Swedish Pirate Party Defends Role As Pirate Bay ISP  - cyphersanctus
http://torrentfreak.com/swedish-pirate-party-defends-role-as-pirate-bay-isp-121213/

======
belorn
It's the old discussion on how far Safe harbor and common carrier principles
should go. Today however, there are many contradicting exceptions, where for
example an ISP is seen as liable if their users infringes copyright or breaks
any defamation laws, but not spam, scams or network viruses. ISPs also modify
and change traffic (Traffic Shaping, DNS hijacking), but are not yet seen as
liable when that modification goes wrong and breaks stuff (Traffic Shaping) or
puts users at an increased security risk (DNS hijacking).

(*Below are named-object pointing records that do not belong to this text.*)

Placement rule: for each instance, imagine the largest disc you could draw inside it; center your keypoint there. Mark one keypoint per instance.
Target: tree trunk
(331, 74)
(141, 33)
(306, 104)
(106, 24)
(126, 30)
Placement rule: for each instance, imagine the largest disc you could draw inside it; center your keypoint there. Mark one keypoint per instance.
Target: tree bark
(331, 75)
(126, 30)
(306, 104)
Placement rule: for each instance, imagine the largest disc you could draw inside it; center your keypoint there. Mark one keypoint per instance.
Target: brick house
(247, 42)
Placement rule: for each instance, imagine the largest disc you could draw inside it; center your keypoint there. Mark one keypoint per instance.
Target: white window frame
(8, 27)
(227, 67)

Case in point, the
game League of Legends had a large portion of the Swedish gamers cut off for
about 2-3 months because of a broken Traffic Shaping rule, which meant that a
large portion of users didn't get the service they bought, and Riot Games lost
revenue.

Sure, the Pirate Party is testing the boundaries in this discussion, either
"winning" points for principle if they get ignored or winning media attention
if they get sued. But I for one welcome a more detailed look on safe harbor
and how liable ISPs should be. If ISPs are forced to be responsible for
anything bad going through their network (copyright infringement and
spam/scams alike), maybe they will put some more cash into lobbying against
being liable.

------
Nursie
I'm really amazed it's still up. Especially as we've heard about the likes of
newzbin and nzbmatrix shutting up shop in the last few weeks.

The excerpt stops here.